通学時間や現在の成績を考慮して、姉の通う学校などをチャレンジ校に定め、本命校として偏差値40ほどの学校を据え、勉強を進めて行くことを決めた。
転塾した塾でも、来夢さんは決して成績がよいほうではなかった。しかし、ここには仲間がいた。「ずっこけ3人組」。塾の先生からそう名付けられた3人は、いずれも似たような成績だった。
愛嬌たっぷりにそう呼んで目をかけてくれる先生。熱心な指導は続いたが、成績はあまり伸びず、最高でも偏差値40がやっとだった。「毎日やっているのになんで成績があがらないの!」自分に対するいらだちや、やるせなさからなのか、来夢さんは塾に行くことを考えると、吐き気をもよおすようになった。そしてある日、来夢さんは逃亡した。
自宅の電話が鳴ったのは、夕方のことだった。「来夢さん、塾に来ていません」。先生の言葉に美佐子さんは青ざめた。塾に行くと言って出た来夢さんが、突然いなくなったのだ。
「あんたは今ならまだ間に合うんだよ」
近所を探したが見つからない。部屋を見ると、パジャマがないことに気がついた。
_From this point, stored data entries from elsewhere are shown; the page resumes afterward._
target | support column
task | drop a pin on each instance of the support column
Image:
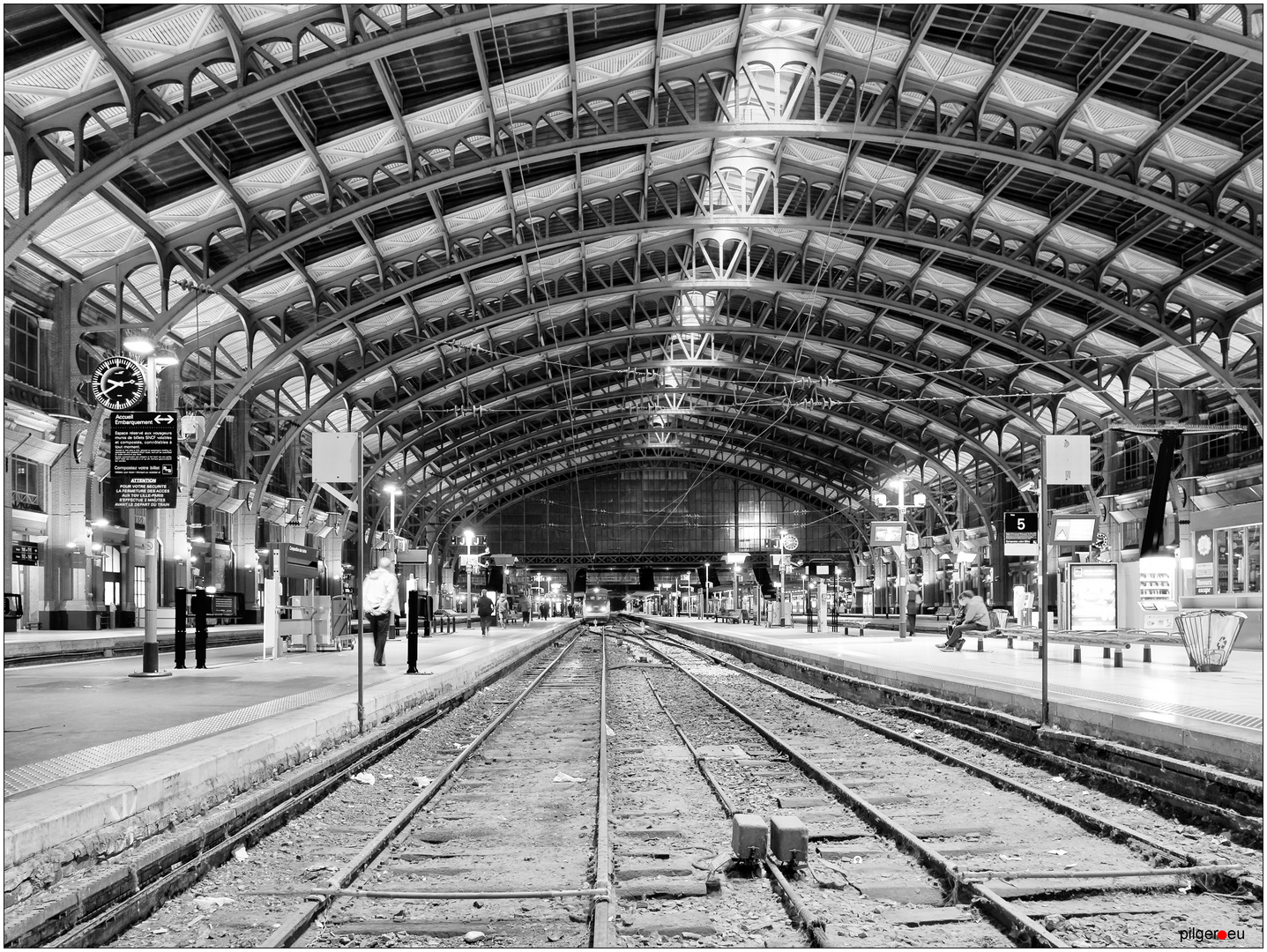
(67, 597)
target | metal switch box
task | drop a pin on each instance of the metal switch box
(789, 839)
(748, 836)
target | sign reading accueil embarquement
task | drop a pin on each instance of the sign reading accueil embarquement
(144, 461)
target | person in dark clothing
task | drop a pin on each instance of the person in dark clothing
(976, 618)
(913, 599)
(484, 606)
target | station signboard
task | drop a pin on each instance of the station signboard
(26, 554)
(1020, 533)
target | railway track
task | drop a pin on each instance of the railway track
(585, 800)
(1189, 792)
(1038, 871)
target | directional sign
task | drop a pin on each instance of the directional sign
(145, 444)
(144, 460)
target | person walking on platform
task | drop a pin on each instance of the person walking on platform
(484, 606)
(913, 600)
(379, 600)
(976, 618)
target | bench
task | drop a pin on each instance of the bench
(1115, 641)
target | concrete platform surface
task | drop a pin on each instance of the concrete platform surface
(1162, 703)
(89, 748)
(42, 642)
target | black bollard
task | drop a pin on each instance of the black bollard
(200, 599)
(182, 606)
(412, 629)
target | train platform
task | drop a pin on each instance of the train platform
(42, 646)
(1162, 705)
(95, 760)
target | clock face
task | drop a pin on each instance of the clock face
(118, 383)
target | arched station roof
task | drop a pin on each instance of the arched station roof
(812, 243)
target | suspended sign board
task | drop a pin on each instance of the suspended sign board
(144, 461)
(1020, 533)
(889, 533)
(614, 576)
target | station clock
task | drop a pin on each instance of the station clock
(118, 383)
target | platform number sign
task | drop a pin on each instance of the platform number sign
(1020, 533)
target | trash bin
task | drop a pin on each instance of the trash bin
(1209, 636)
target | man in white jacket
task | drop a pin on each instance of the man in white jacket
(976, 618)
(379, 600)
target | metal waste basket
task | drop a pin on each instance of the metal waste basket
(1209, 636)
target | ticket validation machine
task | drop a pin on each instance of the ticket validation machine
(295, 620)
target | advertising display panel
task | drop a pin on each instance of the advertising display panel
(1092, 597)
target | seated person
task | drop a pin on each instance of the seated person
(974, 618)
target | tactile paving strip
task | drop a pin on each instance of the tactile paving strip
(51, 771)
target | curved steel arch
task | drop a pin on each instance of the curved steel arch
(614, 465)
(1043, 276)
(565, 427)
(422, 435)
(659, 331)
(612, 444)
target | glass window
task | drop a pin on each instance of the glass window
(26, 482)
(23, 362)
(1238, 560)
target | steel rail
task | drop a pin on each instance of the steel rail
(995, 905)
(814, 926)
(602, 929)
(1098, 874)
(1084, 818)
(298, 922)
(1228, 817)
(727, 806)
(1234, 819)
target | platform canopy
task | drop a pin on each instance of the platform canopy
(812, 246)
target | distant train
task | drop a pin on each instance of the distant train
(597, 606)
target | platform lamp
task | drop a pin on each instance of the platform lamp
(704, 592)
(735, 560)
(144, 346)
(469, 539)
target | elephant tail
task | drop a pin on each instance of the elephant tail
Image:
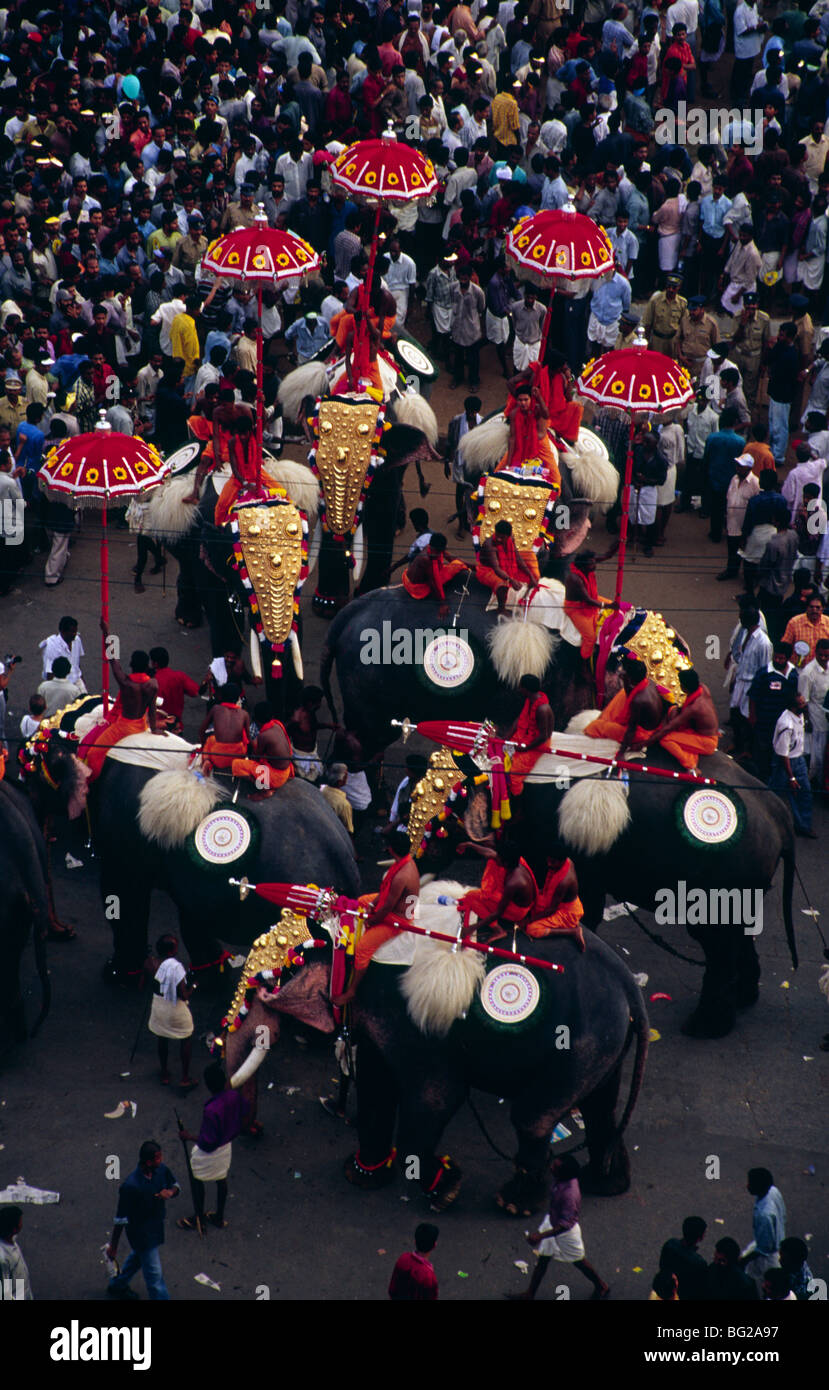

一体どこへ行ったのか。携帯電話にかけても一向に出てくれない。携帯電話をなくした時に使う機能を使って居場所を探すと、表示されたのはなんと新宿駅だった。
何度も電話をして、やっと娘とつながった。「お母さん、どうすればいい……」。困ったような声が聞こえてきた。
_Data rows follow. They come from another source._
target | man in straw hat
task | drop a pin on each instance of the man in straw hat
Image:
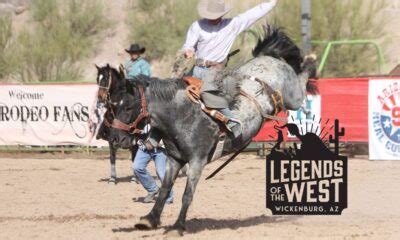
(136, 65)
(210, 39)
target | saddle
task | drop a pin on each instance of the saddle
(193, 93)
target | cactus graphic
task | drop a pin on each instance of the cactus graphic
(338, 134)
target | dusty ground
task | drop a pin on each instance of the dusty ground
(68, 199)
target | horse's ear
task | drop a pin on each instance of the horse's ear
(122, 71)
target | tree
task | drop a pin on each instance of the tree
(64, 33)
(339, 20)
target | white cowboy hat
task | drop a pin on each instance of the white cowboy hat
(213, 9)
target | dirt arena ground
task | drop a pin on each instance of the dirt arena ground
(69, 199)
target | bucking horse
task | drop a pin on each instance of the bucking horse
(275, 79)
(110, 95)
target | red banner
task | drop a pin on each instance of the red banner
(345, 99)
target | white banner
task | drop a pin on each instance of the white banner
(384, 119)
(308, 117)
(46, 115)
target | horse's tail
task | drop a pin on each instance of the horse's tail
(275, 43)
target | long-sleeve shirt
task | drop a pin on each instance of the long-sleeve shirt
(213, 42)
(138, 67)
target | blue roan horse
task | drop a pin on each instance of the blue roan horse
(191, 136)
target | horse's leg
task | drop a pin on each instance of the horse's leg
(133, 154)
(193, 176)
(113, 178)
(152, 220)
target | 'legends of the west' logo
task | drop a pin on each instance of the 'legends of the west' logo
(386, 122)
(309, 179)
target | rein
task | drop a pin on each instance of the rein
(132, 128)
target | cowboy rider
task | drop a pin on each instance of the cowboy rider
(210, 39)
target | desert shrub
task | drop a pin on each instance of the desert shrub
(161, 25)
(7, 59)
(64, 32)
(339, 20)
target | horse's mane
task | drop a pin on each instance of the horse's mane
(160, 89)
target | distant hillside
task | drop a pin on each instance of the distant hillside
(110, 48)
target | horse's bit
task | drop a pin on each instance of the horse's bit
(132, 128)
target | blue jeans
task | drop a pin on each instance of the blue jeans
(200, 72)
(142, 159)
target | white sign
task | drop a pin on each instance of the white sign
(46, 114)
(308, 117)
(384, 119)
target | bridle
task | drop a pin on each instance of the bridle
(116, 123)
(132, 128)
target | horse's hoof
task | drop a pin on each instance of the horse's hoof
(112, 181)
(144, 224)
(173, 233)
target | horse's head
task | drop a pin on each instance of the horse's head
(129, 118)
(107, 80)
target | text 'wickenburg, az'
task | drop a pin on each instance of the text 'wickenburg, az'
(310, 180)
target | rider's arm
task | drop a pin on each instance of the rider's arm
(192, 38)
(248, 18)
(146, 69)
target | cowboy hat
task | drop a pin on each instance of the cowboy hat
(213, 9)
(135, 48)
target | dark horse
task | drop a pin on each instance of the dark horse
(112, 85)
(190, 136)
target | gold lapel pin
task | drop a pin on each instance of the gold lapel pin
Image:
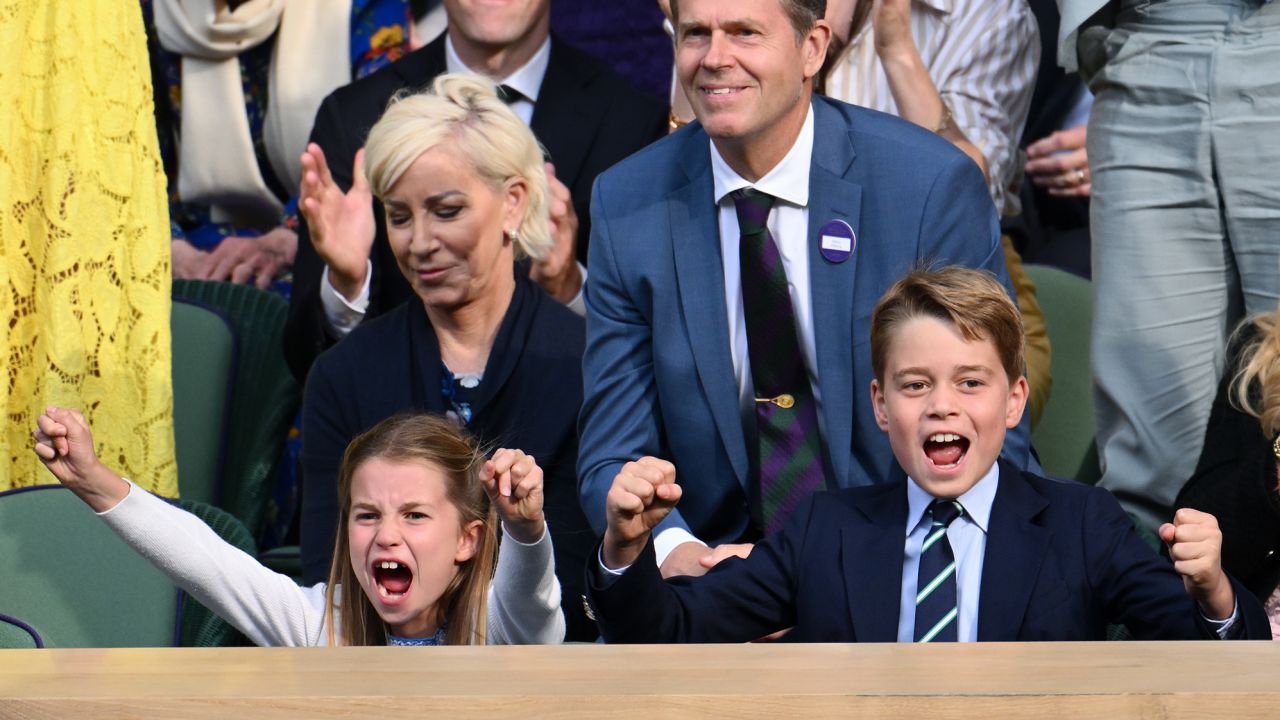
(785, 401)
聞くと、埼玉に住む女子大生の従姉妹の家に行こうと、新宿まできたものの、そこからどうやったら行けるのかがわからなくなったということだった。
「とにかく一度、帰っておいで」。無事がわかってほっとした美佐子さんは、優しくそう呼びかけた。そして「そんなに苦しいなら、中学受験、もうやめよう」と伝えた。
帰宅後、落ち込んだ様子の来夢さんを自室に誘ったのは、高校生の姉だった。
「お姉ちゃんは中学受験を頑張らなかったこと、少し後悔しているの。幼なじみの雪ちゃんは、大学付属校に入れたから、大学受験もなく、自由に過ごしているようなの。私はもう、大学受験を考えなくちゃいけなくて、今、すごく苦しい。こんなに苦労するくらいなら、あのとき、もっと本気で勉強して、第一志望校に受かっていたらよかったのにと、何度も思った。あんたは今ならまだ間に合うんだよ。頑張れるんだよ」
涙ながらに話す姉。姉の言葉が来夢さんの心を動かしたのか、翌日からは何もなかったかのように、再び塾に通い始めた。